Olá pessoas do meu coração, como vcs estão?! Eu espero que bem...
Trouxe mais um capítulo para vocês!
Espero que gostem 😊💜

Capítulo 11 - Fevereiro.


Fanfic / Fanfiction A garota do Calendário - Capítulo 11 - Fevereiro.

Depois do café da manhã, Pedro me levou de volta para o seu local de trabalho, no andar de baixo.

— Você é dono dos dois andares? — perguntei, enquanto o seguia.

Havia apenas algumas pessoas zanzando por lá, e já eram oito da manhã.

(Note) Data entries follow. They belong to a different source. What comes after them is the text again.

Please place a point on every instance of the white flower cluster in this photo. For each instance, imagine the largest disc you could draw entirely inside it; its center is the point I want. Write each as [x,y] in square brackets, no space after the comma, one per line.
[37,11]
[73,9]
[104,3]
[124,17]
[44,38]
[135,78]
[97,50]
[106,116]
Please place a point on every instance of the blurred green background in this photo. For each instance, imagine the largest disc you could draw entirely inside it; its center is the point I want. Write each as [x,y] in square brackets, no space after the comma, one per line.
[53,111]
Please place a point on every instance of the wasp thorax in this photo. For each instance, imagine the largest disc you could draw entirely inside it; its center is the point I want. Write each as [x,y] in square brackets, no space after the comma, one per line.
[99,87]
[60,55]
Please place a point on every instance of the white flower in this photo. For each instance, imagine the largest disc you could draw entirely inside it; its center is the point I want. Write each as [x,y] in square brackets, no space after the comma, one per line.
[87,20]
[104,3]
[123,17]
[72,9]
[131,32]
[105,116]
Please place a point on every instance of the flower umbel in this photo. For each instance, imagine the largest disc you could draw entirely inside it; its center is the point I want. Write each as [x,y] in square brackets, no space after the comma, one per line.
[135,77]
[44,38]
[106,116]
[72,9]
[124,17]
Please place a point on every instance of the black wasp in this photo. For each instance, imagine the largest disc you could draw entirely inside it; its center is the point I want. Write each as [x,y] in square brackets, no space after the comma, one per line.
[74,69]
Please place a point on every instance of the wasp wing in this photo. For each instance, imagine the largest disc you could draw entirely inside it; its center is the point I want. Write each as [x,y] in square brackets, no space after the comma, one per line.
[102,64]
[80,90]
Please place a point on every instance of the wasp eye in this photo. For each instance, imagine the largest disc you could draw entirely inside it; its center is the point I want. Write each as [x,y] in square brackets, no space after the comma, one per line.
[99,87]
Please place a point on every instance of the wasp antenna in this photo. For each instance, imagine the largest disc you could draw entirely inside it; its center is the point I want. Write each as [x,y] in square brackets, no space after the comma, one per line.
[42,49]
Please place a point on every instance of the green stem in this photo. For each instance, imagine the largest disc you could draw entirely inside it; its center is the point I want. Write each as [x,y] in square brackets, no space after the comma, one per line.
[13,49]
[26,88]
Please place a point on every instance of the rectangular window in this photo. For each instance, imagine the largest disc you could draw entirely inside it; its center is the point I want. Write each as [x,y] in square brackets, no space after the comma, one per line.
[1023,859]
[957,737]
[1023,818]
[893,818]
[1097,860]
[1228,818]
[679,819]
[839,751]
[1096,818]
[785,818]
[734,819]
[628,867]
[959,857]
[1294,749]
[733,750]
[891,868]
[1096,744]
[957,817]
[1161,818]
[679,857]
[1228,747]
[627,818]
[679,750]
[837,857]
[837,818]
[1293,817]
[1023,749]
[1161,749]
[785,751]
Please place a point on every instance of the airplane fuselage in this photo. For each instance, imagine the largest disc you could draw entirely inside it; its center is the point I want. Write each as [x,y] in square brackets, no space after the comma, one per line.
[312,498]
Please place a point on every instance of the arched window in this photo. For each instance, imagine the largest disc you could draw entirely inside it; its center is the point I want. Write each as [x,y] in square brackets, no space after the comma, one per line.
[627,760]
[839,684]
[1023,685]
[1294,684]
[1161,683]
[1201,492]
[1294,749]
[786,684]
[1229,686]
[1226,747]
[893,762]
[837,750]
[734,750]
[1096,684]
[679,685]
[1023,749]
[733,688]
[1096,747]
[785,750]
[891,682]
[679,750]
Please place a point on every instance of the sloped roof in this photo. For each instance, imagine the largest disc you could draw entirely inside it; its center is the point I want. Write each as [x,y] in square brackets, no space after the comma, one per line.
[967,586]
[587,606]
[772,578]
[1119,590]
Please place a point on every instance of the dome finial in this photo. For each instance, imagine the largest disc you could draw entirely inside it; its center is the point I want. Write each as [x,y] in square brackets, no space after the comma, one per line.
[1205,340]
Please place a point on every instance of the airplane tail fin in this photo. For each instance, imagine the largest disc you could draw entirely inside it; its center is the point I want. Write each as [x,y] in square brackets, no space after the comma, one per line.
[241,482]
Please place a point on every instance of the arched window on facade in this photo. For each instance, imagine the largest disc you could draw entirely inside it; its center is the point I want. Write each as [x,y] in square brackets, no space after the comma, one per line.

— Sou. Aqui é o meu local de trabalho. O outro andar, como você sabe, é a minha casa. Eu gosto de trabalhar perto do lugar onde moro. Às vezes fico aqui até tarde da noite, ou então sigo madrugada adentro. Quando termino, não quero ter que dirigir pela cidade toda. Gosto de estar a um elevador de distância.

Assenti com a cabeça.

— Faz sentido. Onde estão todos? — Afundei na cadeira que ele empurrou em minha direção.

Diante de nós, havia uma área iluminada e duas telas em branco penduradas na parede. Eram basicamente do mesmo tamanho, mas estavam em orientações diferentes: uma na vertical e a outra na horizontal.

— Dia de criação. Não preciso de muita ajuda hoje. Só você, minha câmera e tinta. Exatamente o que eu tenho na minha frente.

— Legal. — Olhei em volta. — O que você quer que eu faça?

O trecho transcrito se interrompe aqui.